Poésie, musique et société (Expodcast#2)
The air de cour in seventeenth-century France
The air de cour is arousing increasing interest among performers. This typically French genre brought together aristocrats and intellectuals of the 16th and 17th centuries to sing solo or in parts, often accompanied by a lute. In any case, it is the most visible form of a courtly art form that in fact brings together the quintessence of artistic expression, as poetry, gesture and music work together to express the affects of the Baroque.
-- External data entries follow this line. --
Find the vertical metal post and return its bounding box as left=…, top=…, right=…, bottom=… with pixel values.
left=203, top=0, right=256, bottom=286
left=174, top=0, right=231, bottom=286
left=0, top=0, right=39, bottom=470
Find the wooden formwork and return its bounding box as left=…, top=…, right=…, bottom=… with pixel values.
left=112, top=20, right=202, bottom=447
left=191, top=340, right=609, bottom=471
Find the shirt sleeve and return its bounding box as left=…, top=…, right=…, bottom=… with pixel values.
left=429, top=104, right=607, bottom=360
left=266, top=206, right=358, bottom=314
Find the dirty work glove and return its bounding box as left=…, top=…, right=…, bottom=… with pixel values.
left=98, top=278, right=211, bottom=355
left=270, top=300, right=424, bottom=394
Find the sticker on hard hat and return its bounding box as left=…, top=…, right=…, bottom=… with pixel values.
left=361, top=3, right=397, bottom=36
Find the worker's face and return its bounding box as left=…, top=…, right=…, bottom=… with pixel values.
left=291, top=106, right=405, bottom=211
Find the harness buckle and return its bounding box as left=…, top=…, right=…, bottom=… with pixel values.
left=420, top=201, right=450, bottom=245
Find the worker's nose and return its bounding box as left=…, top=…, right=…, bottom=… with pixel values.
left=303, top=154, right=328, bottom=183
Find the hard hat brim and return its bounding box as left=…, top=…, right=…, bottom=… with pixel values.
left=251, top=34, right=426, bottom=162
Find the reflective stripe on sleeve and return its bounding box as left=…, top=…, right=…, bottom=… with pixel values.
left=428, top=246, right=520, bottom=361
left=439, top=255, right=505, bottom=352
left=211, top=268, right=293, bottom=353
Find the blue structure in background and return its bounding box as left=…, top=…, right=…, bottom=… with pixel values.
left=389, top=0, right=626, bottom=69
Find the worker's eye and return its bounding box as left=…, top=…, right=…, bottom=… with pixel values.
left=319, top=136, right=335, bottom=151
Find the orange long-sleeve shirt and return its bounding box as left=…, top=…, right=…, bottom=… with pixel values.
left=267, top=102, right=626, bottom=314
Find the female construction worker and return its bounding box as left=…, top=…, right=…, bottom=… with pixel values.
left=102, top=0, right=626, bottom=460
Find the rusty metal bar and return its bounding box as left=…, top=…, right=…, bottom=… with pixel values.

Georgie Durosoir, one of the most eminent specialists in this repertoire, has brought together in this book a team of researchers in history, literature, set design and music to study, in turn, the air de cour in its social milieu and the places where it was performed, the musical sources and their origins, as well as the usage, theory and proliferation of derived genres. The symposium that gave rise to the book marked an important research stage: the completion of computer processing of the musical and poetic sources of the air de cour, enabling a broader vision of the corpus. Part of this database is available on the Centre de Musique Baroque de Versailles website, presented by Thomas Leconte (http://philidor.cmbv.fr).
Georgie Durosoir is Professor and Director of Research at the University of Paris IV-Sorbonne and Associate Researcher at the Centre de Musique Baroque de Versailles. Her work focuses on the 16th and 17th centuries in France and Italy (polyphonic song, madrigal, air de cour). She is particularly interested in French musique de cour and its poetic implications.